• Komisja Europejska rozpoczyna dochodzenie dotyczące subsydiów dla chińskich samochodów elektrycznych
  • Chińskie samochody elektryczne zagrażają europejskim producentom
  • Chińscy producenci mogą liczyć na wsparcie państwa na każdym etapie produkcji
  • Rynek europejski staje się łatwiej dostępny dla chińskich samochodów elektrycznych z powodu gwałtownego przestawienia Europy na elektromobilność

To odpowiedź na coraz bardziej dramatyczne apele europejskiej branży motoryzacyjnej, która skarży się na wyższe koszty produkcji i gorsze warunki prowadzenia biznesu niż te, na które mogą liczyć w Chinach chińscy producenci.

Dostali za darmo know-how. Teraz nas "rozjadą"?

Aby mieć dostęp do wielkiego chińskiego rynku, europejscy producenci przez lata musieli otwierać fabryki w Chinach. Warunkiem zgody na taki krok była jednak współpraca z lokalnymi przedsiębiorcami, dzielenie się swoim know-how. Efekt? Chińczycy dysponują obecnie najnowocześniejszą technologią, zwłaszcza jeśli chodzi o napędy elektryczne. Oprócz tego chińscy producenci mają niższe koszty.
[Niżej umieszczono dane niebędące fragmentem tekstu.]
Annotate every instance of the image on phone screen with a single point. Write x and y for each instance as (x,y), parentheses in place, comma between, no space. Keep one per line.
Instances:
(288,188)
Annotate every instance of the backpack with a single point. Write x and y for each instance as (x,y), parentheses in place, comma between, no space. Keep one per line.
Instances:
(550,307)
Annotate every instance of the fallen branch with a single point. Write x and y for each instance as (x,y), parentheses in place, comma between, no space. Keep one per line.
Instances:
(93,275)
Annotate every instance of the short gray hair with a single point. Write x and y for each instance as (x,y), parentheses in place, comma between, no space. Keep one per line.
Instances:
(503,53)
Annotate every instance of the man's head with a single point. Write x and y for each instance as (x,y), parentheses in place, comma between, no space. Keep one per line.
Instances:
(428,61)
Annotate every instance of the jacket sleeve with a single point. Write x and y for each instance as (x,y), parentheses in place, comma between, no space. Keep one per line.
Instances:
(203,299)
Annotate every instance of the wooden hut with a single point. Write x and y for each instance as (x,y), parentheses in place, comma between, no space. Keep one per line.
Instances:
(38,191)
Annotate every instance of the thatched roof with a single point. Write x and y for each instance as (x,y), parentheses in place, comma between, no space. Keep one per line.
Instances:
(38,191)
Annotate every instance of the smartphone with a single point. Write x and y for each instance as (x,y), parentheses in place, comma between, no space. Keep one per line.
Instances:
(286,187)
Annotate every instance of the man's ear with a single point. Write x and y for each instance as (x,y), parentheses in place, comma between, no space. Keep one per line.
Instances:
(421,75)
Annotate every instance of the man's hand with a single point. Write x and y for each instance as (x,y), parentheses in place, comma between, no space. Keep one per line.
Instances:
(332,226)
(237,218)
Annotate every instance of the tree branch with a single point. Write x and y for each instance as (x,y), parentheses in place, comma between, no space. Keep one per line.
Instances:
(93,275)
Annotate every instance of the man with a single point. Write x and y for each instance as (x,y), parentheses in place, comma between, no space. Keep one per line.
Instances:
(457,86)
W Chinach da się produkować taniej, duże przedsięwzięcia mogą liczyć na wsparcie państwa na każdym etapie – w tym na etapie produkcji. Dodaj do tego dobry dostęp do surowców, tanią energię – masz przepis na sukces. Obecnie najwięksi chińscy producenci pojazdów swój sukces liczą w milionach pojazdów produkowanych i sprzedawanych każdego roku – gro z tych pojazdów to samochody elektryczne. Nie jest też problemem jakość: ta, jeśli tylko jest takie zamówienie, może być na absolutnie najwyższym poziomie. Chińscy producenci samochodów (i nie tylko) opanowali zdolność do oferowania swoim klientom towaru na miarę potrzeb i możliwości. Chcesz tanio – będzie tanio. Chcesz dobrze – będzie dobrze, trochę drożej, ale wciąż w konkurencyjnej cenie, nieosiągalnej dla konkurencji.

Dlaczego chińskie auta dopiero teraz są postrzegane jako problem? Przyczyną jest... elektromobilność

Po pierwsze, chińscy producenci potrzebowali czasu, aby nauczyć się od firm europejskich, japońskich i amerykańskich produkowania wysokiej jakości pojazdów. Druga rzecz – chyba podstawowa – to gwałtowne przestawienie Europy na elektromobilność. Jeszcze 10 lat temu, gdy europejscy producenci skupieni byli na oferowaniu coraz lepszych napędów spalinowych, chińskim producentom nie opłacało się inwestować w nowoczesne technologie związane z napędami spalinowymi. Koszt był zbyt wysoki, by opłacało się walczyć o dostęp do niedużego w sumie europejskiego rynku. Gwałtowne obniżanie limitów emisji CO2, wprowadzanie kolejnych norm Euro z jednej strony chroniło więc europejski rynek przed konkurencją z Chin, z drugiej – gwałtownie windowało koszty produkcji, obciążało europejskie firmy motoryzacyjne. W czasie, gdy Chińczycy pracowali intensywnie nad technologiami zeroemisyjnymi, europejscy producenci zmagali się z kolejnymi normami Euro.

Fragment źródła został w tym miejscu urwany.